En este sentido, no debemos olvidar que el aula puede ser un espacio de escritura constante. Escribimos nuestro presente y nuestro futuro. También a veces reescribimos nuestro pasado. Es un lugar que nos permite pensarnos como personas, pensar que no solamente estamos ahí para enseñar unos cuantos contenidos sino para habitar un aula que nos construye y nos atraviesa incluso en los momentos más difíciles. Habitarla es parte de nuestra vida cotidiana y debemos hacerlo con el mayor respeto hacia les que conviven con nosotres.
Estos nuevos tiempos nos invitan a una adaptación constante como docentes. Pero no debemos perder de vista los procesos adaptativos que llevan a cabo nuestros estudiantes, que son adolescentes mientras van a una escuela pandémica. Y si bien poco a poco estamos buscando retomar la normalidad, no debemos dejar de pensar: ¿Qué es la normalidad? ¿Las formas de enseñanza prepandémica eran las adecuadas? ¿Debemos olvidar todo lo aprendido a través de las plataformas virtuales? ¿Debemos dejar de lado los reclamos por la falta de tecnología en escuelas públicas? Lo que queda claro es que tenemos que readaptarnos constantemente a un aula que está en constante movimiento, porque la escuela es una gran telaraña que se teje entre todos sus actores y debemos volver a tejerla las veces que sean necesarias.

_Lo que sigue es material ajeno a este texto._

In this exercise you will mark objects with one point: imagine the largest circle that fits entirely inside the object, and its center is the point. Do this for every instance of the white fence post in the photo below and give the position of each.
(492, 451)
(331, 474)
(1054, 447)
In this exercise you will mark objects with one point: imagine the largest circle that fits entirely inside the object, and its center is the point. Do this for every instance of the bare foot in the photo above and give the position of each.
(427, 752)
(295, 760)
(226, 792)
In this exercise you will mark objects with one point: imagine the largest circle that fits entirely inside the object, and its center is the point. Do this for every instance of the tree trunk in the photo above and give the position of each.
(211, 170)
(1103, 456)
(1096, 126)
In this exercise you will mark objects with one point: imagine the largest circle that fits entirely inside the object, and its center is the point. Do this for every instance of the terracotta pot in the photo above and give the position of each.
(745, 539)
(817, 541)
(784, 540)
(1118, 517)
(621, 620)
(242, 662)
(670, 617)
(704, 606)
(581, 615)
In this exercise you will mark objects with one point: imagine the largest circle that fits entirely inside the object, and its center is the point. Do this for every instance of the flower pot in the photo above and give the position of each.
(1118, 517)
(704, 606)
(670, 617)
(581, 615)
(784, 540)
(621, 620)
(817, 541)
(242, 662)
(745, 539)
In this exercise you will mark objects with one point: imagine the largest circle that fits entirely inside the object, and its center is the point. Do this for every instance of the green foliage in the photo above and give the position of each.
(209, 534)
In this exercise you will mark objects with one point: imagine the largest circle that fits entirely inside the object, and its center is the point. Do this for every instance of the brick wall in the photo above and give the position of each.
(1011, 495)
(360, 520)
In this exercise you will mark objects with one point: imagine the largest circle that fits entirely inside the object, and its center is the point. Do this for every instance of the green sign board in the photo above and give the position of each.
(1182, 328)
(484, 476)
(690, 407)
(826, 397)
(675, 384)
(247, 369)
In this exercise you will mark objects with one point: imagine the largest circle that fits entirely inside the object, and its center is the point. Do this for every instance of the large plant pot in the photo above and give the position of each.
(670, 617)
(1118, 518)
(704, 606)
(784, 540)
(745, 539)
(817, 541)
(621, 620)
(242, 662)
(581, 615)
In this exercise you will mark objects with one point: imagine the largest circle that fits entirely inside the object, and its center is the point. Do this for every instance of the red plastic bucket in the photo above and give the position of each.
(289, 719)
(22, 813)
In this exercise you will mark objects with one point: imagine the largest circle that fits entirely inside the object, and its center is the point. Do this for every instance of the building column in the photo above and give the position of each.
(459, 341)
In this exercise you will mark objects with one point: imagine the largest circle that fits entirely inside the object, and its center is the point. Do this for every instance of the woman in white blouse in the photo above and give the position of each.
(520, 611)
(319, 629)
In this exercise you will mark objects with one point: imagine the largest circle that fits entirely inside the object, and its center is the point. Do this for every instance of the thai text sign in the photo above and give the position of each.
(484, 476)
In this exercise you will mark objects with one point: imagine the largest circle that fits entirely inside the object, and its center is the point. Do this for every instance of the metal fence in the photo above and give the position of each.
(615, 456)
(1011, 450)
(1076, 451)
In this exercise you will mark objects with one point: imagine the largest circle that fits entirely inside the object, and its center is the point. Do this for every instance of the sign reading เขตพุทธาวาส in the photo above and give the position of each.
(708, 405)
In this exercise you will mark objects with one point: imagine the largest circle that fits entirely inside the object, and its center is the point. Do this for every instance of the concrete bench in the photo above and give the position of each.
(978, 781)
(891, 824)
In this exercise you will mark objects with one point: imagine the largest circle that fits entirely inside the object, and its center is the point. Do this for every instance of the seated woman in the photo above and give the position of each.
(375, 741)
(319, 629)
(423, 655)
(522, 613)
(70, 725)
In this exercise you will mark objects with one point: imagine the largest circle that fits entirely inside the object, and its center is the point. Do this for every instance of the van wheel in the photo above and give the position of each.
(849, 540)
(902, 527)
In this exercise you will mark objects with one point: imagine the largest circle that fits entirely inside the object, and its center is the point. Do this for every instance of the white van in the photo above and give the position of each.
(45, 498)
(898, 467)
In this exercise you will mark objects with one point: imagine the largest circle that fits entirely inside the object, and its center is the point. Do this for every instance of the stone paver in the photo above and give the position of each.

[1] Lucía Belber es Profesora en Letras graduada de la Universidad Nacional de Mar del Plata. Adscripta en la cátedra Didáctica General y forma parte del Grupo de Extensión en Innovación Educativa (GEIE) de la cátedra de Didáctica General y Grupo de Extensión Bisagras. Ejerce la docencia en escuelas secundarias de la ciudad de Mar del Plata.